On grief, scar tissue, and the courage to open again
May 2, 2026 · 5 min read
The hardest thing about losing love isn’t the loss itself — though that’s devastating enough. It’s what happens to your relationship with love as a concept. The story you told yourself about how things work gets rewritten by someone else, in ink you didn’t choose. And after, it’s hard to trust the story at all.
Here is what nobody says clearly enough: grief is love with nowhere to go. The feeling doesn’t end when the relationship ends. It keeps generating, keeps reaching, keeps expecting the return that isn’t coming. That is not weakness. That is the mechanism of attachment, functioning exactly as designed.
“You only hurt that much because you loved that much. The pain is proof it was real.”
The psychology of grief tells us that loss activates the same neural pathways as physical pain.

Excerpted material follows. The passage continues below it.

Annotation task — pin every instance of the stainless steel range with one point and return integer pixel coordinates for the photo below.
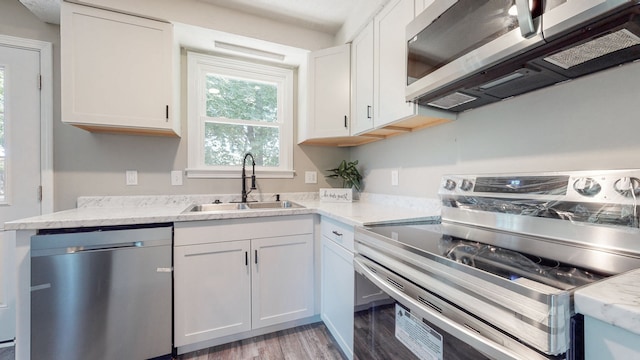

This is why heartbreak registers in the body — the tight chest, the actual ache, the way it sits behind the sternum like something dense. You are not being dramatic. Your brain is processing a genuine wound. The research shows that emotional pain and physical pain share cortical real estate. This is worth knowing when you’re six weeks in and wondering why you still can’t eat properly.
Time does help. Not in the simple way the phrase implies — not like a clock running down — but more like scar tissue forming. Slowly. Imperfectly. Not returning you to what you were, but creating something new over the wound. Scar tissue is tougher than original tissue. The healed version is not less than what was there before.
The question that tends to arrive — eventually, in the quieter stage of grief — is whether to love again. And the honest answer is: it is terrifying. Opening after loss requires a specific kind of courage that is different from any other. It requires choosing vulnerability when you have very recent, very detailed evidence of what vulnerability can cost.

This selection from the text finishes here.